When you concatenate, prepend, or append bitstring literals in a bitstring special form(i.e. «value::size»), the output format can look very different from the input format. If your output produces a valid UTF-8 encoded character, you will get that character. If the result of the concatentation would overflow 8 bits (the maximum), then the result will be whatever integer is represented by that 8-bit value, and then a bitstring literal comprised of the remainder. For example:
value = <<0b110::3, 0b001::3>>
new_value = <<0b011::3, value::bitstring, 0b000::3>>
# => <<120, 8::size(4)>>
In this example we are both prepending and appending bitstring literals to the original bitstring value, which you can visualize like so:
<<0b011::3, 0b110::3, 0b001::3, 0b000::3>>
You’ll notice that there are more than 8 bits in this intermediate representation. Since we obviously cannot have more than 8 bits in a bitstring, we need to do something with the extra bits. Elixir will take the first 8 bits provided and return them as an integer(i.e. 120).
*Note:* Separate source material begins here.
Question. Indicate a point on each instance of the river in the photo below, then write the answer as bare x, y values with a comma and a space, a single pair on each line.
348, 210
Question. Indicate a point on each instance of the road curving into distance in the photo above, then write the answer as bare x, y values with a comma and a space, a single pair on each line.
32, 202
The reason for this is that a bitstring comprised of 8-bytes is what is called a binary, and is treated differently than other bitstrings. Put in the official terms, a binary is a bitstring that is divisible by 8. All binaries are bitstrings, but not all bitstrings are binaries. The remaining bits from out intermediate representation will be returned as a bitstring literal, using the verbose syntax (i.e. 8::size(4)). Taking it further, what happens if we have many more bits?
<<0b011::3, 0b110::3, 0b001::3, 0b000::3, 0b001::3, 0b010::3>>
# => <<120, 130, 2::size(2)>>
So you see, bitstrings concatenated/appended/prepended in this way will return integers from the leading 8-bit fragments, and return the remaining bits as bitstring literals in the verbose syntax.
This was very confusing for me when I first learned it, so I hope this helps someone. This is by no means a complete explanation of bitstrings, so for more on bitstrings, check out the official docs.